Mount Kimbie – ‘The Sunset Violent’

Mount Kimbie – ‘The Sunset Violent’

Album / Warp / 05.04.2024
Electronica

Marrez-vous, pouffez autant que vous voulez mais admettez-le : il fut un temps où l’on parlait sans sourciller de post-dubstep pour désigner ces groupes pré-Brexit qui élargissaient le spectre du genre en empruntant à l’IDM ou au trip-hop.
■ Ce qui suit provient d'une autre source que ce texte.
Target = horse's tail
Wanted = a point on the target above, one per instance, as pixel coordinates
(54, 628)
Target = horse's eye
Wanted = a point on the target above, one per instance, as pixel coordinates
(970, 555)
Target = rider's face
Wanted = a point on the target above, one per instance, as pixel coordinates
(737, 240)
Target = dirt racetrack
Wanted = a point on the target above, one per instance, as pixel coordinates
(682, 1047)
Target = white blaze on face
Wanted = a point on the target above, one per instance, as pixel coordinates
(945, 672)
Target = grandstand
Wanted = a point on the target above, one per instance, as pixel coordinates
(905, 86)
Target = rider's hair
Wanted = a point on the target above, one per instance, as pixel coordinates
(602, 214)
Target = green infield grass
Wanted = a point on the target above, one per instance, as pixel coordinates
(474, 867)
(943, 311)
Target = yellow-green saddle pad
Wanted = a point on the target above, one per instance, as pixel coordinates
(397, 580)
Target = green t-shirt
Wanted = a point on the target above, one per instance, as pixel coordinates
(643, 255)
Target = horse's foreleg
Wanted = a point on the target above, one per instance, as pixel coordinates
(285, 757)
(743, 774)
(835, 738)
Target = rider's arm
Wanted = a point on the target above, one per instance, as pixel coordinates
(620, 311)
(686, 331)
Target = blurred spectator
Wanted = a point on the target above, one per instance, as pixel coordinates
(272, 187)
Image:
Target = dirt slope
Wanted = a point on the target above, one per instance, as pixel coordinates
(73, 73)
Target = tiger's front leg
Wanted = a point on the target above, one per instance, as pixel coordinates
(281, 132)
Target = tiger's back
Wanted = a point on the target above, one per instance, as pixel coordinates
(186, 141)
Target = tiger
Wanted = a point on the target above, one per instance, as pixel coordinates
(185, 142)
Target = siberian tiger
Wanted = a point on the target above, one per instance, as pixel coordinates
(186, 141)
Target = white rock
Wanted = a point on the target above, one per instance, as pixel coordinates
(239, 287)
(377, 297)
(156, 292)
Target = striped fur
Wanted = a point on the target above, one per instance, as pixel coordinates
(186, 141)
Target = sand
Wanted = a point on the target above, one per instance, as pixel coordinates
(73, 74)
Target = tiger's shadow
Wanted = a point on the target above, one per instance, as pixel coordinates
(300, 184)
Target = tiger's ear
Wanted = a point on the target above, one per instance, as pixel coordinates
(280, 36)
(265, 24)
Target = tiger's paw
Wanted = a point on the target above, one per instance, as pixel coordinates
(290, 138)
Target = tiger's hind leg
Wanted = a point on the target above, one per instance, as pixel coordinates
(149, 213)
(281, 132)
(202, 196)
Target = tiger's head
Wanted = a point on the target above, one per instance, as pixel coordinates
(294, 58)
Mount Kimbie en était l’un des chefs de file, la faute à la sortie sur Hotflush – label phare de la scène dubstep londonienne – de ses premiers EPs Maybes et Sketch On Glass en 2009.

Quinze ans plus tard, le groupe emmené par Kai Campos et Dominic Maker, un pied à Londres, l’autre à Los Angeles, aura au moins réussi à s’extirper de cette étiquette has-been (ah, c’est has-been de dire has-been ?) tout en continuant sur sa lancée. Warp courtesy ; parlons maintenant d’electronica. Et justement, alors que la dernière livraison du groupe, MK 3.5: Die Cuts | City Planning, sortait des clous et faisait plutôt office de compilation réunissant sur chaque face les productions distanciées des deux compères, eux-mêmes distanciés de 9000 kilomètres, The Sunset Violent voit le retour d’une composition à quatre mains.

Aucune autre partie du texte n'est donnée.